On CPET, PH-ILD patients showed worse ventilatory efficiency compared with the ILD group. They also had lower gas exchange-derived pulmonary vascular capacitance (GXCAP) measured during exercise tests, and lower delta end-tidal carbon dioxide (delta ETCO2), which measures cardiac output. A higher capacitance in GXCAP means improved pulmonary vasodilation, or widening of blood vessels.

The researchers found that GXCAP and delta ETCO2 were the strongest predictors of PH in people with ILD. Using a statistical analysis, they found that the combination of GXCAP, estimated RVSP, and an elevated FVC/DLCO ratio could predict PH with high sensitivity (86%) and specificity (93%).
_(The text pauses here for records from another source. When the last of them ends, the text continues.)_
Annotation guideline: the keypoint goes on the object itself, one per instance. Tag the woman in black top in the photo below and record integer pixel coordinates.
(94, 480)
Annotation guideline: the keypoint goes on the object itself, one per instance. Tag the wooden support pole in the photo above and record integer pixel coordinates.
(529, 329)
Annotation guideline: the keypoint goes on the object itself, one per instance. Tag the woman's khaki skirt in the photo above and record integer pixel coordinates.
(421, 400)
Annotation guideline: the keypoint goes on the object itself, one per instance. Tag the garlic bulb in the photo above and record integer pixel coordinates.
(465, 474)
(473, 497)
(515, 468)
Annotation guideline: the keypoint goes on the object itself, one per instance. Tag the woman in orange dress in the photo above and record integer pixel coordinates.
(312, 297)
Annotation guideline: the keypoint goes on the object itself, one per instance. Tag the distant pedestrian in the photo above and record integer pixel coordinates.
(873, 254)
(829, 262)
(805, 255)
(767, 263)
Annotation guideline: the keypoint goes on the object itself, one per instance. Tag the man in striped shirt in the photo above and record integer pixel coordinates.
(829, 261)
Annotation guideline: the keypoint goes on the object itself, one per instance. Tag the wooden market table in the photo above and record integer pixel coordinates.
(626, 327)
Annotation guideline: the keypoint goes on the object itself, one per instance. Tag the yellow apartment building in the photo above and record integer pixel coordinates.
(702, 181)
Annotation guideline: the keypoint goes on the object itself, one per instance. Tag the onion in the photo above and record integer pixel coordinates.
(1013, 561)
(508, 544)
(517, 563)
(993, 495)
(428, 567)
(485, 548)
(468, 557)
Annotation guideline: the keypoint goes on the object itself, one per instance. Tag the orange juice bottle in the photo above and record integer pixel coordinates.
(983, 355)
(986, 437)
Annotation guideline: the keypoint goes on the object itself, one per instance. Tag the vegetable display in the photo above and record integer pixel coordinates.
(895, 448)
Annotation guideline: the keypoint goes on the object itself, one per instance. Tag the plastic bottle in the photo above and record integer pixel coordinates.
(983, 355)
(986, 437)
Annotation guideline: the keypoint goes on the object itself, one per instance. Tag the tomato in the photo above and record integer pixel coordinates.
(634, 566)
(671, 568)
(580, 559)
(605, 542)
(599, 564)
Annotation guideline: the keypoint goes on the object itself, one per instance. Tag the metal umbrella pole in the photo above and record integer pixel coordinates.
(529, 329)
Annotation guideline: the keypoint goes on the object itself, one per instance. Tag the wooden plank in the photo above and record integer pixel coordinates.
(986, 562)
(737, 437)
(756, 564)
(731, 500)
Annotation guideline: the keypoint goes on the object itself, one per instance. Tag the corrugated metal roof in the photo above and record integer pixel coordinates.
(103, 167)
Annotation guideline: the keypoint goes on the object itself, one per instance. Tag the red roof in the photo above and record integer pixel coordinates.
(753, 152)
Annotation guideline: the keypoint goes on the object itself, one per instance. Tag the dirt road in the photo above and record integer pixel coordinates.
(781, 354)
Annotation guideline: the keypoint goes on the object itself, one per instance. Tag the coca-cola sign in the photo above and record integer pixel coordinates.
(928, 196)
A test’s sensitivity is its ability to correctly identify those with a given disease, while specificity refers to correctly identifying those without it.

A probability of 100% of PH-ILD in this study was linked with a GXCAP equal or below 416 mLxmmHg, and an estimated RVSP above 43 mmHg.

This combination can give us a good pre-procedure probability that someone has pulmonary hypertension, and with more studies, potentially reduce the need for right heart catheterization.

In the future, these parameters could help clinicians to determine which ILD patients would need to undergo RHC and benefit from PH-directed therapy.

“Using our study and combinations of variables, we were able to predict the presence of pulmonary hypertension within interstitial lung disease,” Joseph said.

“This combination can give us a good pre-procedure probability that someone has pulmonary hypertension, and with more studies, potentially reduce the need for right heart catheterization,” he added.